Fri, September 1, 8:00 to 9:30am PDT (8:00 to 9:30am PDT), Virtual, Virtual 12

Abstract

Environmental crises constitute a key challenge of our time, and the greatest obstacles to their resolution are not technological, but political. Researchers and environmentalists thus seek to identify the most effective ways to get decision makers to adopt environmental policies, often contrasting insider versus outsider advocacy tactics. Advocacy tactics have largely been studied in the context of democratic governing systems relatively responsive to public pressure. However, authoritarian practices and systems represent a growing share of the global political landscape. Authoritarian governments are also responsible for a significant proportion of global environmental degradation. What advocacy strategies are used effectively in the context of these systems? We study International NGOs efforts to promote global environmental governance within the context of China’s growing and environmentally impactful overseas activities. China stands to have an outsize impact on the climate crisis both directly, and through its massive investment in countries across the global South. Chinese enterprises build and run roads, stadiums, energy plants, mines, agriculture projects, hospitals, universities, ports and large-scale farms in over 140 countries. China-led multilateral banks and Chinese banks finance projects abroad at levels rivaling the World Bank and IMF, and Chinese experts provide technical training for countries across the global South. The Chinese party-state has been encouraging and backing Chinese actors to participate in ‘going out,’ and many of these overseas activities fall under China’s state-led Belt and Road Initiative (BRI), and its Global Development Initiative (GDI). How do citizen groups, often in the global South, influence environmental policy and practice in striving to green a globalizing authoritarian regime?

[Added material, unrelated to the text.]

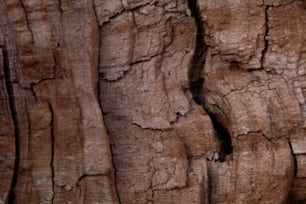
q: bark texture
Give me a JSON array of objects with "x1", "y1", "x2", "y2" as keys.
[{"x1": 0, "y1": 0, "x2": 306, "y2": 204}]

As a largely state-directed project, global China and its constitutive actors, including national policymakers, national banks, state-owned enterprises and private firms, do not respond to the same degree or in the same ways to traditional forms of environmental advocacy. Drawing on seventy-six interviews and archival data, we find that INGOs employ both insider and outsider tactic to green global China. While outsider tactics are more limited, they may spur crises—or threats of crises—that create receptivity to insider advocacy. We also argue that as political space for direct advocacy—both insider and outsider tactics—contracts, INGOs increasingly channel their advocacy efforts through proxies, while themselves remaining behind the scenes. Insider advocacy is channeled through state-adjacent institutions with access to the Chinese regulatory system, while outsider tactics are channeled through civil society and communities in host countries of Chinese projects. Our findings highlight new and increasingly sophisticated pathways for advancing global environmental governance, pathways that are increasingly relevant as targets of advocacy become more diffused, resistant to international pressure, and skilled at deploying superficial greenwashing to assuage environmental concerns.